2016 was widely reported as an annus horribillis for UK commuters with strikes, faults, delays and rising prices combining to create a perfect storm of frustration and misery. This year it appears the tipping point has been reached, with almost three in five workers in the consultancy sector re-thinking travel arrangements for the coming months, according to new research from global workspace provider Regus.
The survey shows that 59% of consultancy workers are looking to ‘work remotely in order to improve their travel schedule’.
Recent reports estimate that today’s average UK commute takes anywhere from 55 to 90 minutes with more than 3 million workers regularly facing journeys of two hours plus to get to and from work. Research has found that the commute has a detrimental effect on wellbeing, with the Office of National Statistics reporting that commuters have lower life satisfaction, lower levels of happiness and higher anxiety.
According to Richard Morris, UK CEO Regus, these factors are leading commuters to question the logic of traditional working practices.
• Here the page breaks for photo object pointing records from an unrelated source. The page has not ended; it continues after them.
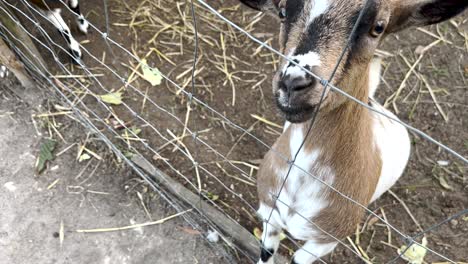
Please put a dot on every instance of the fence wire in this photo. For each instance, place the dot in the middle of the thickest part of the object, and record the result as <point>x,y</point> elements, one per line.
<point>93,120</point>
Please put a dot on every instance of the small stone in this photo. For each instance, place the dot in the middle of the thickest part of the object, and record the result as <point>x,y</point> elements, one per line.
<point>453,223</point>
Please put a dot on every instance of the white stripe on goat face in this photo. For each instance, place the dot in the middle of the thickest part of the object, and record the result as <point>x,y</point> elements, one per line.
<point>306,61</point>
<point>310,59</point>
<point>319,7</point>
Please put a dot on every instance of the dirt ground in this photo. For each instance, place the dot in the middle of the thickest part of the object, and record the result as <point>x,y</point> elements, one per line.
<point>75,196</point>
<point>234,78</point>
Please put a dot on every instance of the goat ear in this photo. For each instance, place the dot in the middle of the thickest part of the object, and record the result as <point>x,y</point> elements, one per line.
<point>409,13</point>
<point>261,5</point>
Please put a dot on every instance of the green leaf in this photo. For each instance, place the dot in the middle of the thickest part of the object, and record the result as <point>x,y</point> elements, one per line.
<point>415,253</point>
<point>84,156</point>
<point>443,182</point>
<point>152,75</point>
<point>114,98</point>
<point>46,153</point>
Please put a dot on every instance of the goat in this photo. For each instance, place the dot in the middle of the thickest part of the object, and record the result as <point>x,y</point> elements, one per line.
<point>361,154</point>
<point>52,10</point>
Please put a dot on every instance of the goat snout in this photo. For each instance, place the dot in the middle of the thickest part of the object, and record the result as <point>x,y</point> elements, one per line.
<point>291,83</point>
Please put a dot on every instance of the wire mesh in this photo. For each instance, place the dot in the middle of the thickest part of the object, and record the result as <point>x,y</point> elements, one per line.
<point>195,158</point>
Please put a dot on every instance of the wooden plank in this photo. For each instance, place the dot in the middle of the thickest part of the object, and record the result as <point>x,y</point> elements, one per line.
<point>231,229</point>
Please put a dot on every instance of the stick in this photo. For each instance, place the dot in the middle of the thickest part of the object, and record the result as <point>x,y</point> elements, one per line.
<point>98,230</point>
<point>230,228</point>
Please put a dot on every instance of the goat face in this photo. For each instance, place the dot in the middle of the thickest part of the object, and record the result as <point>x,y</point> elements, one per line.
<point>314,33</point>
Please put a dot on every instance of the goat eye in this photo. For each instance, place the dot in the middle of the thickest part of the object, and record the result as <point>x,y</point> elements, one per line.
<point>378,29</point>
<point>282,13</point>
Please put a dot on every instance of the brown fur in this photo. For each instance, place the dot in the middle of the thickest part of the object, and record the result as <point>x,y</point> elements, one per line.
<point>345,139</point>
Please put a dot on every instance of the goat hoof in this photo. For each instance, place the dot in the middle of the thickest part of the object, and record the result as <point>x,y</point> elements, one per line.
<point>83,25</point>
<point>76,57</point>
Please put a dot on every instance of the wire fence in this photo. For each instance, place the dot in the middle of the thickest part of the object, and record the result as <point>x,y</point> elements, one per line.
<point>178,138</point>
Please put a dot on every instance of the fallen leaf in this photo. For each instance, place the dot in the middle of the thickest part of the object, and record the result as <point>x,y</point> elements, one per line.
<point>114,98</point>
<point>258,234</point>
<point>190,231</point>
<point>84,156</point>
<point>415,253</point>
<point>45,154</point>
<point>443,182</point>
<point>131,132</point>
<point>152,75</point>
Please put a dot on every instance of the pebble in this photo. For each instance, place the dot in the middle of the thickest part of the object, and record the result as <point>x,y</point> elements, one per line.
<point>453,223</point>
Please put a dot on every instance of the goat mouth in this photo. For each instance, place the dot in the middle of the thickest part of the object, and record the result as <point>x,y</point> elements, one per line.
<point>295,114</point>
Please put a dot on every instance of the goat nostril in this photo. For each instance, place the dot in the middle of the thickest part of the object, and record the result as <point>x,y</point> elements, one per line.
<point>296,84</point>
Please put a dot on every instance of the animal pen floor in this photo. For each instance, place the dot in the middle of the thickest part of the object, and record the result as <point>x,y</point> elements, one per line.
<point>233,77</point>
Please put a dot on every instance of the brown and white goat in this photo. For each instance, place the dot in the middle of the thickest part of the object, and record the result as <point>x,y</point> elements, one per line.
<point>358,152</point>
<point>52,10</point>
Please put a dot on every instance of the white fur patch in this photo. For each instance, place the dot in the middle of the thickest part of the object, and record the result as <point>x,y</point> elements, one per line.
<point>302,196</point>
<point>311,251</point>
<point>286,125</point>
<point>56,19</point>
<point>374,76</point>
<point>310,59</point>
<point>319,7</point>
<point>10,186</point>
<point>73,3</point>
<point>393,141</point>
<point>83,27</point>
<point>390,138</point>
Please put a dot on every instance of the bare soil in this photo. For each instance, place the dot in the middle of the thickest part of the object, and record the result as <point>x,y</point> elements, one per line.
<point>433,187</point>
<point>71,195</point>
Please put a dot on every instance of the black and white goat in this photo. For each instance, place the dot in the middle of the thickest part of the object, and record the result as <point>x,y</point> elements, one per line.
<point>52,10</point>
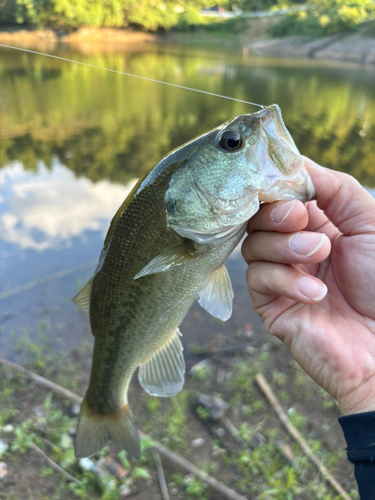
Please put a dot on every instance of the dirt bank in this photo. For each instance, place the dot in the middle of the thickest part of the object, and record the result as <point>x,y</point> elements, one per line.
<point>350,48</point>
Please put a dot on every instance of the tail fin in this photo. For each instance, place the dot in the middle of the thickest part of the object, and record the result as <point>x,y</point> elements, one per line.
<point>94,432</point>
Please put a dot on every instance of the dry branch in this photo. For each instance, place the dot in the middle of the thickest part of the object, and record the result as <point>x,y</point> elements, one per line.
<point>293,431</point>
<point>54,465</point>
<point>161,477</point>
<point>170,455</point>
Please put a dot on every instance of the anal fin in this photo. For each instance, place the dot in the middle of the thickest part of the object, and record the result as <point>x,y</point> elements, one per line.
<point>83,298</point>
<point>164,373</point>
<point>217,294</point>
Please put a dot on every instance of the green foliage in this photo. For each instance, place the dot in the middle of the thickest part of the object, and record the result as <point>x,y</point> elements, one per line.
<point>326,17</point>
<point>150,15</point>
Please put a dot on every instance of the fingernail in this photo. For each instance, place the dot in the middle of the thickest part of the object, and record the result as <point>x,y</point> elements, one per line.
<point>281,211</point>
<point>314,290</point>
<point>306,243</point>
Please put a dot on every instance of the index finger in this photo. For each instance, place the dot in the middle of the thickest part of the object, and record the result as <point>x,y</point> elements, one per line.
<point>343,200</point>
<point>283,217</point>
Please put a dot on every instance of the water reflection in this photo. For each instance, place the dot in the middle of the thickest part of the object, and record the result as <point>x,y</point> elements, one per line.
<point>42,210</point>
<point>73,139</point>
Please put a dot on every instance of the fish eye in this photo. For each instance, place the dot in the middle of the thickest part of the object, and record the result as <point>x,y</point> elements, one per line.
<point>231,140</point>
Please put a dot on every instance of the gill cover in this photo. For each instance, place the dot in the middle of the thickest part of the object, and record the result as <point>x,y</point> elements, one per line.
<point>213,195</point>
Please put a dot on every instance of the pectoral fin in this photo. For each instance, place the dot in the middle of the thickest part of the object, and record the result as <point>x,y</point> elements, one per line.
<point>83,298</point>
<point>217,294</point>
<point>163,373</point>
<point>176,256</point>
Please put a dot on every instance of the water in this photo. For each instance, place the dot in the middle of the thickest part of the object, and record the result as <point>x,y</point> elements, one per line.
<point>73,140</point>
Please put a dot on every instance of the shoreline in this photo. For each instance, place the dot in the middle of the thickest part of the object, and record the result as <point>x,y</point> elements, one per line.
<point>344,48</point>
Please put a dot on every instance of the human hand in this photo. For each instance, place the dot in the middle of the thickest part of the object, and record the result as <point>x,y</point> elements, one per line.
<point>295,252</point>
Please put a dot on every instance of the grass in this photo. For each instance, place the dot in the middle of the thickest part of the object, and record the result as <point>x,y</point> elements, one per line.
<point>260,470</point>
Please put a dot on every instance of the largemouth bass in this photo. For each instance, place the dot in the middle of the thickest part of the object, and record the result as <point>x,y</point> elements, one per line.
<point>166,246</point>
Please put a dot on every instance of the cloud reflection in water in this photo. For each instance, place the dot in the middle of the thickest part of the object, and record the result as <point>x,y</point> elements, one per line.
<point>43,210</point>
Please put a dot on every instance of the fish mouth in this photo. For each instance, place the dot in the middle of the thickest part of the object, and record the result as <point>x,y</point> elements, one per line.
<point>301,188</point>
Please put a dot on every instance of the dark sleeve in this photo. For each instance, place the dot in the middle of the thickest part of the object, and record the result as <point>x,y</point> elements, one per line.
<point>359,431</point>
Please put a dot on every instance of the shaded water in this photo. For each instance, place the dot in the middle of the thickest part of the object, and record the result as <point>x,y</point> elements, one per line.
<point>73,140</point>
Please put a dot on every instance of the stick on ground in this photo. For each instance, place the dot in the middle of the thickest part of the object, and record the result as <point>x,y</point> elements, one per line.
<point>160,471</point>
<point>169,454</point>
<point>54,465</point>
<point>294,432</point>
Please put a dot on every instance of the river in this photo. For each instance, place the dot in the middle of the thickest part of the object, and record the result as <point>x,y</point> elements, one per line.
<point>73,140</point>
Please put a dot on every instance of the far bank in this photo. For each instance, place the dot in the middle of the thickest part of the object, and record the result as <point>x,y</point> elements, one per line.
<point>252,36</point>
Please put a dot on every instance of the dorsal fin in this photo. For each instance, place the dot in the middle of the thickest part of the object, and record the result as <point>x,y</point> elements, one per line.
<point>217,294</point>
<point>83,298</point>
<point>163,373</point>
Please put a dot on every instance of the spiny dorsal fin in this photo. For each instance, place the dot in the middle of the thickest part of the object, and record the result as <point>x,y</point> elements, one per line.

Morris comments: “The commute has rarely been a joyful experience but last year seems to have been particularly challenging for vast numbers of workers. Train problems have been well documented but the situation for those driving to and from the office is equally frustrating.
“The survey tells us that workers in the consultancy sector are no longer willing to accept the stress and expense of the commute and are looking at flexible working solutions that enable them to gain this time back, work nearer to home and enhance productivity.
“Whilst working flexibly won’t be a fit for every type of job there are millions of people across the UK for whom this more agile approach to the working day makes perfect sense. With almost three fifths of workers in the sector thinking this way, this year looks set to herald the beginning of the end for the out-dated, costly and time-consuming journey to one fixed place of work.”